British Chambers of Commerce has called for policymakers to apply a new “growth delivery test” before announcing major economic measures, arguing that UK growth depends on whether companies are prompted to make different investment, hiring, training, technology, trade, and scaling decisions.
The proposal is set out in a new report co-authored by Andy Haldane, the former Bank of England chief economist and now BCC president. The report argues that Britain’s growth problem is not a lack of potential, but a failure to convert that potential into day-to-day business activity.
Research from the BCC Insights Unit identifies five practical levers for growth: skills, technology adoption, trade, finance, and business scaling. In a survey of 875 companies in April, 67% said better access to skills would directly support growth in their business, 60% cited increased use of AI, 56% pointed to simpler processes and lower costs for global trade, 46% cited easier access to finance, and 35% said simpler processes to restructure, list, or exit would help.
Haldane said: “The UK does not lack growth potential; it lacks the ability to turn that potential into delivery.” He said too many companies now believe the risks of growth outweigh the rewards after years of rising costs, skills shortages, regulatory pressure, and economic uncertainty.
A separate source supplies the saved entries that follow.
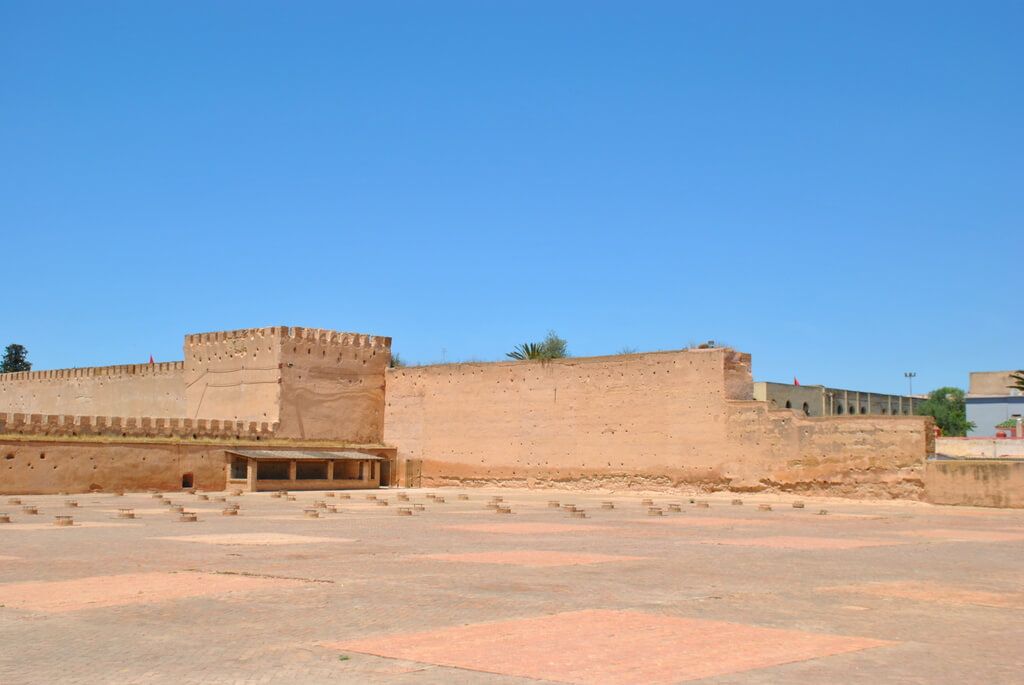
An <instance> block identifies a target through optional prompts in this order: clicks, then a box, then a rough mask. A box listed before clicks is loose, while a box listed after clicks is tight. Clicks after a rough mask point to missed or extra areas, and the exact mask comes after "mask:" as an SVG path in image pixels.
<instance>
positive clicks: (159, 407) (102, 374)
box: [0, 361, 219, 418]
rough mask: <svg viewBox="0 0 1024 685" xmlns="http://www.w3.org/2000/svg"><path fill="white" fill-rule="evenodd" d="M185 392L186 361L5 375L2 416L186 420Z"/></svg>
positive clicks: (141, 363) (140, 363) (1, 386)
mask: <svg viewBox="0 0 1024 685" xmlns="http://www.w3.org/2000/svg"><path fill="white" fill-rule="evenodd" d="M184 389H185V388H184V363H183V362H181V361H170V362H162V363H153V365H148V363H138V365H127V366H120V367H90V368H83V369H57V370H53V371H31V372H20V373H15V374H0V411H2V412H17V413H22V414H72V415H80V416H126V417H127V416H184V408H185V396H184ZM218 418H219V417H218Z"/></svg>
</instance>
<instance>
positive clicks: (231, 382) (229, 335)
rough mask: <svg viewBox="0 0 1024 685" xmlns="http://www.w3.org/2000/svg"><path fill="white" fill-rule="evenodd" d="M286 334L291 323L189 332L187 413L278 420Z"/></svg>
mask: <svg viewBox="0 0 1024 685" xmlns="http://www.w3.org/2000/svg"><path fill="white" fill-rule="evenodd" d="M287 335H288V329H287V328H286V327H271V328H263V329H243V330H240V331H218V332H216V333H197V334H194V335H187V336H185V342H184V352H185V361H184V386H185V391H184V392H185V411H184V412H183V413H182V416H184V417H187V418H189V419H233V420H237V421H257V422H264V421H265V422H268V423H274V422H276V421H278V418H279V408H280V404H281V339H282V338H283V337H285V336H287Z"/></svg>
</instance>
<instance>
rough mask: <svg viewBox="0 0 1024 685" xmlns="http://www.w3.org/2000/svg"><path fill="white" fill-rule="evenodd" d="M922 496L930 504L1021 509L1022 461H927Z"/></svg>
mask: <svg viewBox="0 0 1024 685" xmlns="http://www.w3.org/2000/svg"><path fill="white" fill-rule="evenodd" d="M925 499H926V500H927V501H928V502H931V503H933V504H953V505H966V506H971V507H1014V508H1024V460H1001V461H995V460H974V459H972V460H950V461H929V462H928V464H927V465H926V467H925Z"/></svg>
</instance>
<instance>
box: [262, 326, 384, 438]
mask: <svg viewBox="0 0 1024 685" xmlns="http://www.w3.org/2000/svg"><path fill="white" fill-rule="evenodd" d="M281 360H282V370H281V377H282V385H281V414H280V416H279V420H280V422H281V426H280V428H279V433H280V435H282V436H283V437H295V438H307V439H308V438H317V437H345V438H346V439H350V440H353V441H356V442H367V443H370V442H381V441H382V440H383V439H384V374H385V371H386V370H387V368H388V366H389V365H390V362H391V339H390V338H385V337H380V336H377V337H375V336H367V335H358V334H351V333H335V332H333V331H322V330H319V329H297V328H296V329H292V332H291V335H290V336H289V337H288V338H286V339H284V340H283V346H282V356H281Z"/></svg>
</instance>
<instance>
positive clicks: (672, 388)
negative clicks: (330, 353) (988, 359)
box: [384, 349, 929, 497]
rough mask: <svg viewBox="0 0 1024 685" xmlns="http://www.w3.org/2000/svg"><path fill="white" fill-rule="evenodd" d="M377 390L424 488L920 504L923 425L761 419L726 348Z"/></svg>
mask: <svg viewBox="0 0 1024 685" xmlns="http://www.w3.org/2000/svg"><path fill="white" fill-rule="evenodd" d="M387 382H388V386H387V412H386V416H385V435H384V437H385V440H386V442H387V443H388V444H392V445H395V446H397V447H398V459H399V465H400V466H399V469H401V468H402V465H403V464H404V463H407V462H408V461H409V460H414V461H415V462H416V467H419V468H418V470H422V483H423V484H443V483H457V482H458V483H473V482H479V483H509V484H517V485H545V484H559V485H566V484H573V483H577V484H580V485H583V486H592V485H608V486H628V485H642V486H646V487H658V486H665V487H675V486H683V485H692V486H697V487H702V488H735V489H752V490H757V489H767V488H780V489H798V490H805V491H816V490H821V491H835V490H840V491H842V494H844V495H851V496H858V495H883V496H890V497H897V496H902V497H916V496H918V495H920V488H921V468H922V467H921V464H922V463H923V461H924V458H925V456H926V454H927V453H928V447H929V444H928V438H927V435H926V433H927V427H928V420H927V419H922V418H918V417H906V418H902V417H901V418H894V417H884V418H883V417H878V418H866V417H865V418H859V417H858V418H849V419H847V418H828V419H807V418H803V417H799V416H798V415H797V413H796V412H792V411H783V412H769V411H768V409H767V408H766V405H765V404H764V403H762V402H755V401H753V400H752V399H751V398H752V396H753V383H752V379H751V374H750V356H749V355H745V354H739V353H736V352H734V351H732V350H728V349H712V350H689V351H679V352H658V353H650V354H630V355H621V356H611V357H590V358H572V359H564V360H557V361H551V362H547V363H540V362H497V363H469V365H444V366H437V367H421V368H412V369H410V368H406V369H397V370H392V371H389V372H388V376H387ZM414 468H415V467H414Z"/></svg>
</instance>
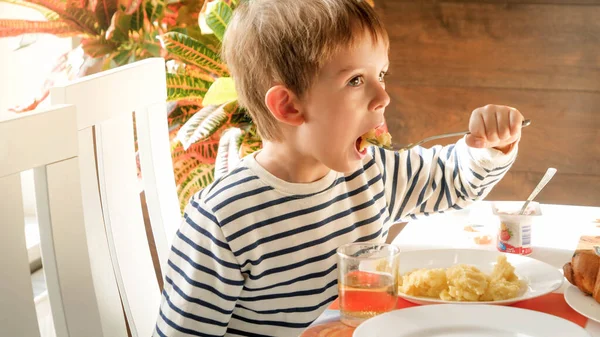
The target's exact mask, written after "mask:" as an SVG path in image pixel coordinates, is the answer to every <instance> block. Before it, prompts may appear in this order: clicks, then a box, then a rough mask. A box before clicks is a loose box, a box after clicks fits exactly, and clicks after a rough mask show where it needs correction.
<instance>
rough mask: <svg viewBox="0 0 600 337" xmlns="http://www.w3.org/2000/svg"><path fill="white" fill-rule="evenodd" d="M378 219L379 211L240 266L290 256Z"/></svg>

The proposed test would ask whether a major economic measure will prompt companies to do something they would not otherwise have done. That brings policy back to practical decisions inside organisations: whether managers hire, buy equipment, train staff, adopt AI, enter export markets, raise finance, or expand capacity.
The BCC argues that the largest opportunity sits within what it calls the UK’s “movable middle”: established companies across the nations and regions that already have customers, products, and ambition, but need conditions that make the next step commercially rational.
The argument follows a period of renewed scrutiny over Britain’s investment record. MPs have warned that the UK’s investment gap threatens growth, citing weak scale-up finance, low business investment, and fragmented institutions. The BCC report approaches the same problem from inside the company, where leaders weigh risk, cost, access to people, and the likelihood of a return before committing capital.
The findings arrive as growth remains the central test of economic policy. That ambition has collided with a cautious business climate shaped by higher borrowing costs, tax pressure, wage inflation, energy volatility, and regulatory change. Many companies have preserved cash rather than expanded, not because they lack ambition, but because the expected return on growth often looks too uncertain.
Skills remain the most widely cited constraint in the survey. That points to a persistent weakness in the UK economy: companies can identify demand, but cannot always find the labour, management capacity, technical capability, or training infrastructure needed to meet it. AI may help address some productivity problems, yet adoption depends on capability, clarity, and confidence rather than access to tools alone.
Trade is another practical lever. Companies that could export more often face administrative costs, customs complexity, regulatory divergence, market entry risk, and patchy support. Simpler processes would not automatically create demand, but they could reduce the friction that stops smaller and mid-sized companies from testing overseas markets.
Access to finance remains central, particularly for businesses outside the early-stage venture capital ecosystem. Scale-up companies often need working capital, asset finance, export finance, patient equity, or debt structures that match investment cycles. Finance that arrives only after a company has already reduced most of the risk may arrive too late to change decisions.
The BCC’s proposal reflects frustration with strategy-heavy policymaking. Industrial strategy, infrastructure plans, skills systems, export support, and AI adoption programmes can all support growth, but only when they alter incentives at company level. A policy that looks ambitious in Whitehall may have limited economic effect if it does not change the calculation in finance departments, boardrooms, and management teams.
A growth delivery test would put implementation and business response closer to the centre of economic policy. It would also create a more demanding standard for government: not whether a measure sounds pro-growth, but whether it changes behaviour in the real economy.
Britain’s productivity problem has persisted through many strategies, reviews, and ministerial resets. The BCC is pressing for a more practical question. Will a policy make a company invest, hire, train, export, adopt technology, or scale when it otherwise would not?